Thursday, December 5, 2013

Is Modesty Culture only Skin Deep? Photographs by Katrina Barker Anderson.


               Not since Arnold Friberg painted the Queen of England has a Mormon artist made so many inroads onto the international stage. On Nov 28, an article in HuffPost Canada featured Salt Lake City photographer and artist, Katrina Barker Anderson. Barker Anderson is the brainchild behind ‘Mormon Women Bare’ – a photography project and website showcasing Mormon women in their birthday suits. The works not only feature nude Mormon women, but champion the notion of their imperfect and unidealized natural bodies. Ravaged by pregnancy, genes, time and gravity, we encounter the female form in all its shapes and sizes: twisted, torn and beautiful. The works are about as honest and forthright as one can get.
              The artist, along with her sitters, seek to ‘reclaim the body’ against the shackles of the beauty, fashion and sports industries, which impose unattainable ideals onto girls and women. This places Barker Anderson’s work squarely among other feminist artists throughout the world, (from Paula Modersohn-Becker to Jenny Saville and Jen Davis) who have addressed similar deamons, such that by now, the genre is quite saturated.
              Truly groundbreaking is how Barker Anderson’s work diverges from her contemporaries and predecessors, by specifically targeting LDS ‘modesty culture.’ According to her website and well-crafted artist’s statement, modesty culture instills a sense of shame and self-doubt onto Mormon girls and women, and permeates college campusses as much as self-narratives. By voluntarily participating in the photographer’s project, declaring their bodies to be ‘beautiful, strong and resilient,’ the sitters upend the above equation, and adhere to a litany of women who have made similar statements of empowerment. In the context of Mormonism, the risk of censure - and ex-communication – is tangible, and makes their courage all the more moving.

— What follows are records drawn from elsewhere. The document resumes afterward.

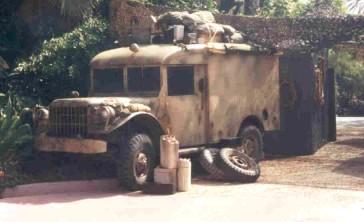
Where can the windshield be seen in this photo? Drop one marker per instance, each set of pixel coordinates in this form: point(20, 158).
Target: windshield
point(139, 80)
point(146, 79)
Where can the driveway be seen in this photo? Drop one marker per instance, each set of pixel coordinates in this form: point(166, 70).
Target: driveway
point(339, 164)
point(290, 189)
point(205, 202)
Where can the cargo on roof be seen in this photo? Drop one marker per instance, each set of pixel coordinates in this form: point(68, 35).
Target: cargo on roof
point(169, 54)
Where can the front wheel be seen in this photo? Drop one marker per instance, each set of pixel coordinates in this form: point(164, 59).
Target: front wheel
point(252, 142)
point(137, 160)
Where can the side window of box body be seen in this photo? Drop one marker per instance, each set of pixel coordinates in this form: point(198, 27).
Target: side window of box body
point(180, 80)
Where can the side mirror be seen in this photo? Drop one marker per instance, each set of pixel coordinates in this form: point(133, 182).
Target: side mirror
point(201, 85)
point(74, 94)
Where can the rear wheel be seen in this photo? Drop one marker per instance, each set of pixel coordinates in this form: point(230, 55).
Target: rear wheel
point(137, 160)
point(252, 142)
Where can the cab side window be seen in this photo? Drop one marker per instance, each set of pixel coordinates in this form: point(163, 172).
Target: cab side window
point(180, 80)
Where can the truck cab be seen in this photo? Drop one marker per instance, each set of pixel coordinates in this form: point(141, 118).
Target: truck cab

              In Utah, modesty culture has many ugly heads. Among them is the tendency to lump ALL nudes together, and dismiss them all as pornographic. After all, it was not so long ago that the BYU Museum of Art allowed for August Rodin’s internationally beloved sculture The Kiss to be censored with a bed sheet during a travelling show. I encountered similar attitudes at the University of Utah, when I lectured on the subject of ‘Nudes in Art’, and tried to explore what viewers could learn from other naked bodies, besides pornography.
            Modesty culture is also promulgated by our secular institutions; it would be unfortunate if we did not see Barker Anderson’s work supported by the UMFA, BYU or LDS Museum, nor reviewed in the ever-shrinking Tribune, or 15 Bytes. Institutional chasteness only promotes a vicious cycle, and keeps Utahns ignorant of a whole world of cultural production that is profoundly edifying, yet neither sexual nor pornographic, and that international audiences have benefitted from for centuries. HuffPost Canada has shown Utahns that we have a bold and talented contemporary artist in our midst: something we should all celebrate. Her work is good news for Mormon women – and all our mothers, sisters, daughters. Fist bump to them all! But unless our cultural institutions open up and step up to the educational challenge of embracing Body Art, our experience of other people, other cultures and other generations will be limited, and the reception of such trailblazing work, lukewarm.